Le ministre de l’Éducation nationale s’est trompé sur la définition de ce test que l’on fait passer à certains élèves du primaire et du secondaire. Il a indiqué que cette évaluation permettait de savoir si l’enfant savait mettre le ton et s’il avait compris ce qu’il venait de lire.
Or il s’agit uniquement d’un test de vitesse. Pendant une minute, l’enfant doit lire un petit texte le plus vite possible sans y mettre le ton. Plus l’enfant lit rapidement, sans écorcher les mots, plus sa note sera meilleure. Ce test est, en réalité, absurde et n’a aucun intérêt pédagogique.
Mais les consignes du ministère sont claires : on dit à l’élève qu’il ne doit pas mettre le ton et on ne l’interroge pas sur ce qu’il a compris. L’erreur du ministre est donc double, et le test est l’exact contraire de ce qu’il prétend.

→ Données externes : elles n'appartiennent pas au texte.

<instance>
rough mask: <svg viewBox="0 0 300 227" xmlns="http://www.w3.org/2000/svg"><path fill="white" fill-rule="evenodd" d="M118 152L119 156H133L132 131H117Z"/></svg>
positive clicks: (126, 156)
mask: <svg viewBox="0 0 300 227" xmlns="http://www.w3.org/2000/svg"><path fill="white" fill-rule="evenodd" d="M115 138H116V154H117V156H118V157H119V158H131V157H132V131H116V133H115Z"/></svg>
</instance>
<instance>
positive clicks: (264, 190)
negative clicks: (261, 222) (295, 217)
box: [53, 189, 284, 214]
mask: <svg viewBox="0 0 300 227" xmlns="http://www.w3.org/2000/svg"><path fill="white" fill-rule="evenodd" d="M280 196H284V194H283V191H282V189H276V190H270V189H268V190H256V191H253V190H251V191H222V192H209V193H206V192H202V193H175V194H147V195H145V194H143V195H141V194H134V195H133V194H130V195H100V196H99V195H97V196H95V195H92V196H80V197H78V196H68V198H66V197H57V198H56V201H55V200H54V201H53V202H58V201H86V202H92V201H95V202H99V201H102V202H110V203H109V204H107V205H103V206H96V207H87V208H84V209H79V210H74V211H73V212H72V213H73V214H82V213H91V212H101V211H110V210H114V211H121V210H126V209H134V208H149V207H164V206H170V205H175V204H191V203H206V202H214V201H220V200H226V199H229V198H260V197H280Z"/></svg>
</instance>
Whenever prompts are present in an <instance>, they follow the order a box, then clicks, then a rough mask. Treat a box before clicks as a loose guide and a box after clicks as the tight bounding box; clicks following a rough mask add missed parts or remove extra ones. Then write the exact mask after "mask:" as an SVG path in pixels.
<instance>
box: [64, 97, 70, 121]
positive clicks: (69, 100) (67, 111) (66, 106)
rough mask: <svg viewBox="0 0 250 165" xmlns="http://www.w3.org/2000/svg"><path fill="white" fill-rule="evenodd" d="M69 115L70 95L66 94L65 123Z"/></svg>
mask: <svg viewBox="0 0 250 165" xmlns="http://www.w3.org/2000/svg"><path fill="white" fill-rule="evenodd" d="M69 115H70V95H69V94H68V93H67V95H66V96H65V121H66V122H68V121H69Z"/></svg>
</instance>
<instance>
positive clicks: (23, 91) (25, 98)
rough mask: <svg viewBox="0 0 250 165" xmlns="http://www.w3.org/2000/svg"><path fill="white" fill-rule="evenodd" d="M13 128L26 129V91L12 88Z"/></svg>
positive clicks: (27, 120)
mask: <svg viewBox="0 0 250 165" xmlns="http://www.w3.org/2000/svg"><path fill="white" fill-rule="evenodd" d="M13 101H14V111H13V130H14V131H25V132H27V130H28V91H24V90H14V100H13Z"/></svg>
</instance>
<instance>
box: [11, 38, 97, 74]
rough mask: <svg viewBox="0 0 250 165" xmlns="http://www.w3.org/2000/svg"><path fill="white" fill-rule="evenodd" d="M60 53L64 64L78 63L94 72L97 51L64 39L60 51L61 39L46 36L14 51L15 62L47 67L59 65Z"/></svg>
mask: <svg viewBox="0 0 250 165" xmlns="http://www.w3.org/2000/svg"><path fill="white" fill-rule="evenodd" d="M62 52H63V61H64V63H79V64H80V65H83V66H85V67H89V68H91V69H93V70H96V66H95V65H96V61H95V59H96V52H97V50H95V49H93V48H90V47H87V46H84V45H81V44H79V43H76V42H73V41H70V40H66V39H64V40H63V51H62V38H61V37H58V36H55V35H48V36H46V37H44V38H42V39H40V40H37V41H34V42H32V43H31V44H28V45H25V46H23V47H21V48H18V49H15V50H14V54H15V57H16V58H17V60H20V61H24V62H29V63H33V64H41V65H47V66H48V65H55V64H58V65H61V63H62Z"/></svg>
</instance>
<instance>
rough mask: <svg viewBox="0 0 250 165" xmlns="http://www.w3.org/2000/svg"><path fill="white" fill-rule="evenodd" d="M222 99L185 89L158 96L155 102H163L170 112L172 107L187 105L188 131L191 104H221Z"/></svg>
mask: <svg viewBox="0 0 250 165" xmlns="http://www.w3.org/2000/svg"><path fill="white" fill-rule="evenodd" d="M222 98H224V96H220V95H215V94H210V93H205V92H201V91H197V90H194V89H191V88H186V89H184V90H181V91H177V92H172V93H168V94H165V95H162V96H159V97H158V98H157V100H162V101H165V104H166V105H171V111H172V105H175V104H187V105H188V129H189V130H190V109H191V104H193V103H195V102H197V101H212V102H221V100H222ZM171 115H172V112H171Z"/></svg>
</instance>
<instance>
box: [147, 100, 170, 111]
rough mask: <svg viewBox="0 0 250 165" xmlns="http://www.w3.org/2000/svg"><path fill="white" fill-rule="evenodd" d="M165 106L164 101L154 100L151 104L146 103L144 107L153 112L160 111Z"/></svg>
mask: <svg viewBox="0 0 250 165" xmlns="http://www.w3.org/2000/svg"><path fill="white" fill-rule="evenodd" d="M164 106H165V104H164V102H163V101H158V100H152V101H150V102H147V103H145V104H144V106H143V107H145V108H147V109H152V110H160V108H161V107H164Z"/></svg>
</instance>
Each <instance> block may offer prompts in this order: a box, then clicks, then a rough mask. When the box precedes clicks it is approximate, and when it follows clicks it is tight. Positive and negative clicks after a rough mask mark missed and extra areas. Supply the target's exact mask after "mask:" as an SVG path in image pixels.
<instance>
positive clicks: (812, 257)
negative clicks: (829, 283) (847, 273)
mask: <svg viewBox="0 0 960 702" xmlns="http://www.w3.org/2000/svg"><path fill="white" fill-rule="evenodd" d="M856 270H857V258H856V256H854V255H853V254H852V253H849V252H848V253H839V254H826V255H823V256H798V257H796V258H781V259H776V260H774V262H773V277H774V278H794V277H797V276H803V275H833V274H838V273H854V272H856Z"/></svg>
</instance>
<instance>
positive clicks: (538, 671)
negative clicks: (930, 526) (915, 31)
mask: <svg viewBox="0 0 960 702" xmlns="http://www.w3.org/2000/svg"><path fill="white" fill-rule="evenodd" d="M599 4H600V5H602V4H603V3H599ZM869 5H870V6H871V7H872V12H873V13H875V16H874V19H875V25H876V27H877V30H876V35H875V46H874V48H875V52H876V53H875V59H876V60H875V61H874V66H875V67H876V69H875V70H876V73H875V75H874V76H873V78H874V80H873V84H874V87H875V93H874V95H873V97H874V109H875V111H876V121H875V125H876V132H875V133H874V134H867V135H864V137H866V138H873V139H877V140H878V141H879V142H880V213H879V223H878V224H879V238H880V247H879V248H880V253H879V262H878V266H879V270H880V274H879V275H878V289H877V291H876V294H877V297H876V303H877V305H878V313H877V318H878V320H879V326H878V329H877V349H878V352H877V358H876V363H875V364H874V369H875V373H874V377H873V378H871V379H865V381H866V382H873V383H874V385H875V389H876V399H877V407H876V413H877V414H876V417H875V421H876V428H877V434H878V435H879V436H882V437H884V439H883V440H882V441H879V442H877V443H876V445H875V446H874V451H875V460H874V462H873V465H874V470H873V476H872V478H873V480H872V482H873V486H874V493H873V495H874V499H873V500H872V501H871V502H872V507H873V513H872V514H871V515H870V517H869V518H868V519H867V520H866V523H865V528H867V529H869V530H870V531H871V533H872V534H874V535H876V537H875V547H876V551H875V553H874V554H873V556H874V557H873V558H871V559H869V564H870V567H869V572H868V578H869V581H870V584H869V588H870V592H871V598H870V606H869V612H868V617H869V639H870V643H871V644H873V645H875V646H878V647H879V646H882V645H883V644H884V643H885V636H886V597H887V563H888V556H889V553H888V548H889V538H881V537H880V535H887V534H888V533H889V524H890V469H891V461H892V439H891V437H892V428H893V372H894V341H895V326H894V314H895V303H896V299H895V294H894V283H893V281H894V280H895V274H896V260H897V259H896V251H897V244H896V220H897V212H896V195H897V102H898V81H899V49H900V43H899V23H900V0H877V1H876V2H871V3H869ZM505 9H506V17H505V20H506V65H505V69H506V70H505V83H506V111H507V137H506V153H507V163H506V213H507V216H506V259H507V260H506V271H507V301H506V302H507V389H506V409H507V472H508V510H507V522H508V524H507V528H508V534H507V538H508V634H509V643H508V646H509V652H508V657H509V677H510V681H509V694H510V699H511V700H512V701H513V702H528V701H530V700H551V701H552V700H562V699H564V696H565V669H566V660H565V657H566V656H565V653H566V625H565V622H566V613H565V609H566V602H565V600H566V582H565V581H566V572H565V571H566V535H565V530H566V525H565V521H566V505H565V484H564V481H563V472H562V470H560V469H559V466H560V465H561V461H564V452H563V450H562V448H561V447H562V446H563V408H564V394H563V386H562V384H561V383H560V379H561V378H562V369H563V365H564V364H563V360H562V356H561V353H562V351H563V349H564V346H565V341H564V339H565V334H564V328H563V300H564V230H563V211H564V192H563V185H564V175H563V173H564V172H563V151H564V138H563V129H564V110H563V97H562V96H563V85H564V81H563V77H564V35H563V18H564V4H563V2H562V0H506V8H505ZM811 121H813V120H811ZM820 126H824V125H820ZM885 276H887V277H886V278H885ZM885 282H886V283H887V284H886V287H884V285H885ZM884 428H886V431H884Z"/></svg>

Cette erreur aurait pu être mise sur le compte de la difficulté de répondre à une interview en direct, mais je note deux choses.
D’abord, c’est le ministre lui-même qui a pris l’initiative d’évoquer ce sujet, et non le journaliste.
Ensuite, j’ai retrouvé une vidéo de 2022 dans laquelle il se trompait déjà sur la définition du test de fluence.
De quoi cette erreur est-elle révélatrice ?
Elle traduit un manque de rigueur à la fois du ministre, mais également du ministère de l’Éducation nationale. Personne ne l’a repris alors qu’il affirme des choses fausses sur une grande chaîne de télévision. C’est particulièrement inquiétant.

Les opinions exprimées dans cet article sont celles de l’auteur et ne reflètent pas nécessairement celles d’Epoch Times.